Bergleute und Soldaten machen in der Innenstadt von Bukarest Jagd auf Studenten und alle, die sie für Oppositionelle halten. Sie stürmten und plünderten die Zentralen der Oppositionsparteien. Iliescu, so die Opposition, zeigt sein wahres Gesicht. Bilanz von einem Tag und einer Nacht: sieben Tote, hunderte Verletzte.

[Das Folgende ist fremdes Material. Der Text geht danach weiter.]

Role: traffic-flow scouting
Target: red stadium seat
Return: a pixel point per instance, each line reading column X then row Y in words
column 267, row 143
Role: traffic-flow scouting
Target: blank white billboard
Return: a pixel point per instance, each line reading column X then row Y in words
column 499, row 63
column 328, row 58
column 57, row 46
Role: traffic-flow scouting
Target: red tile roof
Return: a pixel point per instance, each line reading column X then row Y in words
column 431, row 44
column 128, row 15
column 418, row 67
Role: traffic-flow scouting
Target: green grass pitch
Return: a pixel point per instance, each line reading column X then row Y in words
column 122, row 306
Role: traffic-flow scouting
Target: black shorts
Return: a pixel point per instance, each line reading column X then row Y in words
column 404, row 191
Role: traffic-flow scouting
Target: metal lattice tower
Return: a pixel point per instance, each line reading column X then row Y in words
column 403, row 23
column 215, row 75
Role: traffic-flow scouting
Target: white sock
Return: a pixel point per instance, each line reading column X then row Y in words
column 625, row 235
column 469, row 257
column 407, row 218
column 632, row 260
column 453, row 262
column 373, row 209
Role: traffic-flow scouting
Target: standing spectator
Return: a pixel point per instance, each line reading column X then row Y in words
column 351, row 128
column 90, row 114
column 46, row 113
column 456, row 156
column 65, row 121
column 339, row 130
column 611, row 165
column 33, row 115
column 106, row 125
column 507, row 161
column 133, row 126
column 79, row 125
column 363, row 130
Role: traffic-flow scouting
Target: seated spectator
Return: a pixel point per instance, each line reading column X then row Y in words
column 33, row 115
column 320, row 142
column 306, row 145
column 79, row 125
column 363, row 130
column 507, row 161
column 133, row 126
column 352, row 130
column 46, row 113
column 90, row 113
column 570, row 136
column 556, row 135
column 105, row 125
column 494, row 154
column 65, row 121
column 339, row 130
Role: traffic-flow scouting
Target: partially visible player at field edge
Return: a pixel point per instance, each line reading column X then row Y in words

Beißender Gestank in den Straßen der rumänischen Hauptstadt, qualmende Autoreifen, umgestürzte Polizeiwagen, Gewehrsalven, Sirenengeheul, patrouillierende Bergarbeiter, Arm in Arm mit Soldaten. In Bukarest scheinen die Uhren ein halbes Jahr zurückgedreht worden zu sein. Doch die beiden Schützenpanzer, die vor dem Polizeipräsidium in der Innenstadt aufgefahren sind und aus ihren Rohren Feuerstöße über die Köpfe der Menge hinweg schießen, stehen nicht mehr auf Seiten der revoltierenden Massen, sondern richten sich gegen diese. Die regierende „Front der nationalen Rettung“ von Staatspräsident Ion Iliescu hat der Opposition den Krieg erklärt. Über 50 Tage lang hielten Tausende den Platz vor dem Universitätsgebäude besetzt. Ihre Hauptforderungen: Keine Ex-Kommunisten in den staatlichen Institutionen für die nächsten zehn Jahre und Zugang der Opposition zu den immer noch staatlich kontrollierten Massenmedien.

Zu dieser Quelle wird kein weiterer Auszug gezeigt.